If you should ever find yourself in San Antonio, Texas (and who hasn’t at some point?) and you’re an aficionado of the fine leatherwork displayed on the saddles on which vaqueros and cowboys blazed across the American West, you’ll want to see the historic saddle collection at the Briscoe Western Art Museum.
Several of the 16 saddles on display are from the collections of South Texas rancher Enrique E. Guerra and Che and Becky Guerra, owners of Nuevo Santander Gallery in McAllen. “We wanted the exhibit to show the evolution of the saddle in the West and Southwest,” says Che. One of the oldest saddles of the Guerra family collection on display is a rare 18th century silk-embroidered Spanish viceroy saddle, acquired at the annual Ethnographic Art Show in Santa Fe, New Mexico.
Primarily used for parades and other royal pageantry, the saddle features not only intricate tooled leatherwork, but also blue velvet and silk embroidery depicting flora, fauna and elaborately dressed Spanish couples. Museum curators believe the structural form utilized is probably the European estradiota saddle, which later evolved into the widely-recognized Western saddle. Experts also conjecture that the saddle would have been crafted by artisans who had traveled to the New World after receiving training in European traditions. The saddle is equipped with a horn, cantle and a rump cover. The distinctive iron cruciform stirrups, common to saddles of this period, are believed to have been used by conquistadors as a defensive weapon against natives.
A small, early Spanish estradiota saddle on loan from the Guerra Collections dates to the late 1600s to the 1750s. “This is the type of saddle they used for working cattle in northern Mexico,” Che explains. “It has no horn, but it does have the leather tapaderos that protected the rider’s legs from the brush. The vaqueros carried a lance with a half-moon shaped blade that they used to cut the Achilles tendons of wild cattle. They also used a rope that was attached to the lance. In time, they stopped using the lance and just the rope, which led to the development of the horn of the saddle, so they could tie the rope around the horn.”
One of the most elaborate saddles on display is a family heirloom, made for 85-year-old Enrique Guerra’s grandfather around 1870. Described as a haciendado saddle, it exemplifies the borderland traditions of wealthy landowners. “The horn is a silver disk,” writes Lonn Taylor, curator of the landmark 1983 exhibition, The American Cowboy, for the Library of Congress, “that is nine inches in diameter, tilted at an acute angle that gives the saddle an insouciant air, like a hat worn on the back of the head.” The iconic Mexican eagle perched on prickly pear, with a rattlesnake in its mouth, is engraved on one side of the disk, and the American bald eagle is emblazoned on the other. Ornate floral embroidery on the leather skirt and stirrups was made with a cactus fiber called pita.
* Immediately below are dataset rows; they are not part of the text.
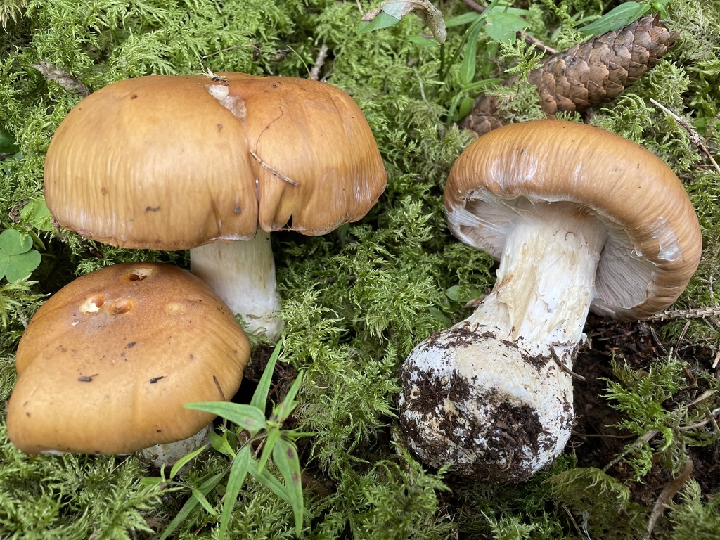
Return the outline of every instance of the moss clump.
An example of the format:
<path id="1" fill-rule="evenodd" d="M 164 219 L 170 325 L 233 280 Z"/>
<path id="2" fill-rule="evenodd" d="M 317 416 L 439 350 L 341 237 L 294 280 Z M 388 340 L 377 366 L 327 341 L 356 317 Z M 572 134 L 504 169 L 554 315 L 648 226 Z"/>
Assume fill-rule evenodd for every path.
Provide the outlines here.
<path id="1" fill-rule="evenodd" d="M 636 438 L 644 430 L 657 430 L 660 435 L 624 455 L 622 446 L 616 449 L 605 464 L 624 457 L 607 471 L 603 465 L 575 467 L 582 449 L 573 455 L 571 447 L 553 470 L 527 484 L 487 486 L 425 470 L 393 443 L 400 364 L 415 343 L 463 318 L 467 297 L 482 292 L 494 279 L 488 256 L 451 237 L 442 207 L 449 167 L 470 140 L 449 120 L 449 109 L 458 96 L 475 97 L 480 91 L 462 82 L 467 26 L 449 29 L 443 50 L 416 39 L 426 32 L 416 17 L 357 35 L 361 13 L 354 1 L 6 4 L 0 11 L 6 29 L 0 30 L 0 132 L 9 141 L 3 147 L 7 150 L 0 148 L 0 229 L 20 228 L 36 234 L 42 262 L 27 283 L 0 283 L 4 397 L 14 382 L 13 357 L 24 324 L 45 295 L 77 275 L 116 263 L 158 260 L 186 266 L 183 253 L 117 249 L 42 224 L 42 209 L 36 205 L 42 201 L 45 152 L 81 96 L 34 66 L 52 64 L 90 91 L 131 76 L 207 69 L 305 77 L 326 45 L 329 53 L 320 77 L 360 104 L 389 181 L 378 205 L 361 222 L 323 238 L 281 233 L 274 240 L 287 324 L 282 359 L 290 372 L 306 373 L 294 420 L 313 435 L 300 449 L 301 459 L 328 492 L 306 490 L 312 518 L 305 536 L 640 538 L 653 502 L 639 495 L 642 482 L 654 482 L 648 490 L 657 496 L 684 458 L 704 456 L 709 464 L 707 456 L 720 451 L 714 422 L 681 429 L 703 421 L 701 408 L 690 405 L 702 392 L 688 390 L 685 370 L 703 391 L 715 388 L 708 381 L 720 334 L 710 320 L 687 328 L 685 320 L 658 328 L 656 333 L 672 355 L 644 358 L 646 364 L 654 363 L 652 369 L 647 365 L 626 369 L 621 363 L 609 374 L 608 395 L 600 402 L 619 409 L 626 434 Z M 460 3 L 445 4 L 449 14 L 467 12 Z M 584 19 L 608 7 L 602 1 L 548 0 L 534 4 L 526 21 L 536 37 L 562 48 L 580 40 L 577 27 Z M 591 121 L 655 152 L 685 183 L 706 249 L 678 305 L 713 305 L 720 175 L 688 133 L 649 99 L 683 115 L 706 138 L 708 148 L 717 147 L 720 15 L 716 6 L 700 0 L 670 0 L 665 7 L 667 25 L 683 30 L 678 44 L 631 91 L 595 110 Z M 456 61 L 451 64 L 455 51 Z M 476 73 L 498 78 L 508 70 L 526 73 L 536 56 L 521 40 L 499 43 L 481 32 Z M 506 120 L 539 117 L 531 89 L 498 91 Z M 631 328 L 624 339 L 642 344 L 641 327 Z M 593 328 L 587 330 L 593 333 Z M 279 382 L 282 386 L 282 377 Z M 713 418 L 715 406 L 708 410 Z M 227 464 L 223 456 L 212 453 L 182 477 L 186 488 L 161 493 L 142 485 L 143 477 L 156 473 L 136 456 L 29 458 L 3 436 L 0 537 L 155 538 L 181 508 L 189 490 Z M 718 484 L 699 473 L 696 478 L 656 526 L 657 538 L 699 539 L 717 526 Z M 222 495 L 218 490 L 209 493 L 209 503 L 217 504 Z M 176 536 L 212 538 L 216 525 L 217 518 L 199 505 Z M 251 482 L 230 532 L 235 537 L 289 538 L 292 513 L 286 503 Z"/>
Sewn behind the cantle of a circa 1840 saddle from the Guerra Collection, a thick strip of goat hair covers part of the horse’s rump. Che explains that the goatskin covers a pocket flap, conveniently concealing holsters with a pair of 1849 Colt revolvers.
Snakes and devils slither through the braided silver and tooled leather of what is believed to have been Pancho Villa’s last saddle. Crafted in the 1920s as a custom parade saddle for the storied revolutionary by Mexican leathersmith Alberto Tulan Cingo Marquez, the saddle was given to Hollywood filmmaker Howard Hawks—a collaborator on the 1934 film Viva Villa—by Villa’s widow, Maria Luz Corral de Villa. In 1957, Hawks discovered that the saddle had been stolen and then saw it offered in a 1976 auction that was advertised on television. After a six-year legal battle, the filmmaker’s estate regained custody of the saddle, and today it is on loan to the Briscoe by the Ernie and Louise Davis Collection.
Other saddles on display at the museum include a circa 1920 child’s saddle with basket stamping, a distinctive black leather and silver saddle and a 1900s military saddle, designed by General George B. McClellan in 1859 and used by the army as late as the Second World War. The McClellan saddle is on loan from the Mary Jon and J.P. Bryan Visions of the West Collection. A longtime collector, J.P. Bryan recently opened his own Bryan Museum in Galveston, where you can see a beautiful black leather and silver saddle by Edward Bohlin of Hollywood, saddle maker to the stars during the golden age of cinematic shoot-em-ups.
And as long as you’re hitting the road, the Bob Bullock Texas State History Museum in Austin exhibits one helluva unique saddle. It’s a Charro saddle with a single stirrup, believed to have belonged to Mexican presidente Santa Anna, who lost a leg in the 1840s war between the United States and Mexico.
Finally, if you’ve ever wondered what a leather shoe would look like after being submerged in seawater for 300 years, stop by the Bullock’s gallery exhibition on the shipwreck and excavation of the Belle, which came to the New World with an expedition led by the French explorer Sieur de la Salle.